Ten years ago, Tom Knudson was the hero of environmentalists in California. Today, he is something closer to their sworn enemy. The story of how he made that polar transformation says much about the states of both journalism and politics.

Knudson is the Sacramento Bee reporter who 10 years ago pocketed the Pulitzer Prize for his “Sierras in Peril” series examining rampant environmental problems in Sierra forests, prompting much official “we’ve got to do something” hand wringing.

Since then, he’s turned his journalistic guns on his one-time allies—environmentalists—accusing them of everything from greed and self-aggrandizement to hampering sound forest and watershed management efforts.

Regular readers of this column may remember an item last April when Bites sounded a note of support for a point Knudson made that week in his “Environment, Inc.” series accusing environmental groups such as the Sierra Club of being more focused on fundraising than saving the planet.

“Club Sierra and the other environmental institutions have become fat and happy when they should be scrappy and discontent,” Bites wrote at the time. Remember? Well, perhaps you don’t remember, but the Sierra Clubbers sure do, and they’re still pissed off about that little dig.

People like Sierra Club California’s Legislative Director Bill Allyaud objected that he and others there work their little butts off to make even incremental gains on a political playing field heavily stacked in favor of big money interests like the timber industry. Fat and happy they are not, said he.

At the time, Bites defended both my dig and Knudson’s point against a barrage of criticism that lingered for months. Bites noted that Governor Gray Davis had just killed an effort to crack down on clear-cutting with hardly a public whimper out of the Sierra Club, which was unwilling to expend either political or fiscal capital to force a showdown on the issue. Allyaud may be lean and mean, but fat and happy still seemed to fit his larger organization.
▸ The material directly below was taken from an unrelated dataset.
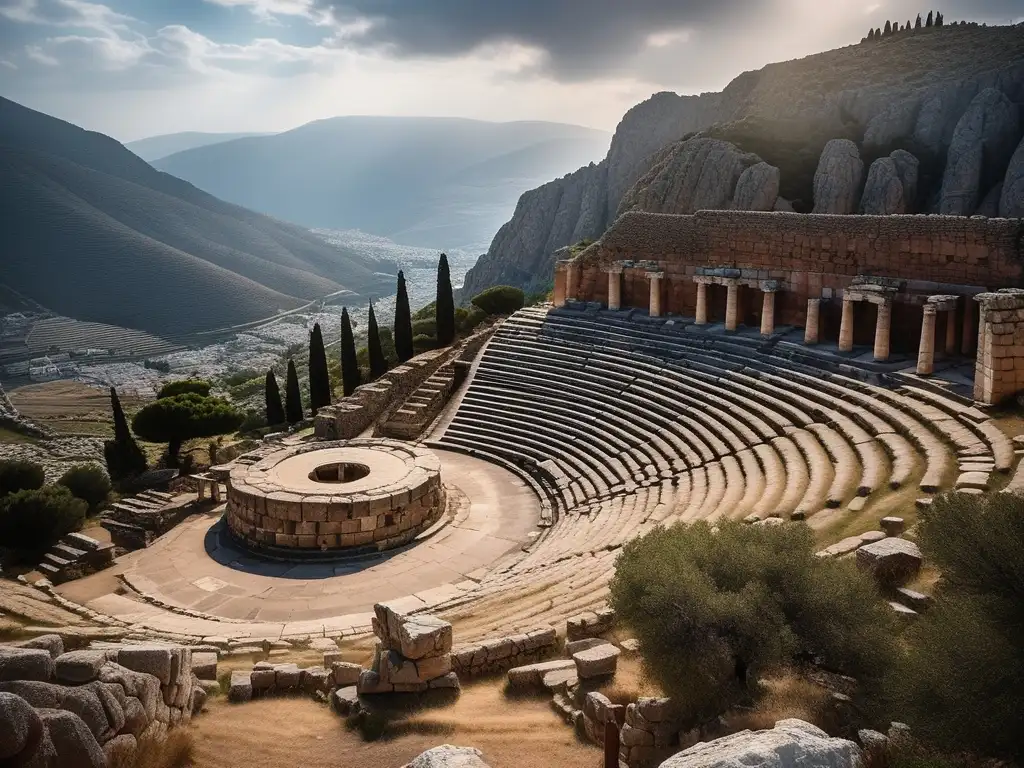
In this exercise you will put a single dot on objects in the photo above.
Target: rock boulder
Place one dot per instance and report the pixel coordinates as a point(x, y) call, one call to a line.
point(839, 177)
point(792, 743)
Sure, Knudson had been slapping environmentalists hard over this and that, but Bites wasn’t buying the environmentalists’ notion that he was on some kind of jihad against the movement. Environmentalists loved it when Knudson was zinging the loggers but seemed to be thin skinned when the pen was aimed at them.
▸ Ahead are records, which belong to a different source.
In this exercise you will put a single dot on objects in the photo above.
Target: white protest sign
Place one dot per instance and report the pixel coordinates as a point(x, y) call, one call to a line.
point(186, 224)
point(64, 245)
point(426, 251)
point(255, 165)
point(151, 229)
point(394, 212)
But today, Bites isn’t quite so sure. It’s looking more and more like Knudson is setting aside journalistic objectivity and intellectual honesty in his quest to “get” environmentalists, just as they said he was.
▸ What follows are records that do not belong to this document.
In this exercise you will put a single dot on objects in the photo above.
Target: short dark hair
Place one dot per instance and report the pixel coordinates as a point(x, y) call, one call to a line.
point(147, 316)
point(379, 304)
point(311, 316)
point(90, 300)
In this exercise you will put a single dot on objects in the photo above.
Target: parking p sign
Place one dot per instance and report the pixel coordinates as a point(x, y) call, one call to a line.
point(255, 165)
The latest indication is a story that ran over the weekend titled “Drilling debate jolts old image of Indians,” which also bore the “Environment, Inc.” logo. In it, Knudson takes environmentalists to task for using the Gwich’in Indians in their arguments against drilling for oil in the Arctic National Wildlife Refuge, where the tribe lives and hunts.

He then cites reporting in a petroleum industry trade journal noting that the Gwich’in Indians have “joined forces with an oil firm to tap into energy resources on their lands,” going on at great length to slam environmentalists for using poor Indians as pawns in their diabolical plans to protect the environment from oil drilling.

Now, a casual reader might miss the fact that the Gwich’in want to drill on less sensitive tribal lands in Canada and oppose drilling in the Alaskan refuge. But beyond that potential misimpression lie questions of substance: Why can’t reasonable people oppose drilling in one place but not another? And what’s wrong with environmentalists adding concerns about the native population to their long list of reasons for opposing drilling in the refuge?

The article is deceptive reporting at best, or a cheap shot at environmentalists if we’re being a little less gracious. But at worst, it’s part of a growing body of evidence that Knudson is doing whatever it takes to knock environmentalists off the pedestal on which he placed them.

Then again, maybe that’s exactly what Bites is now doing to Knudson. Hmm, now there’s something to ponder.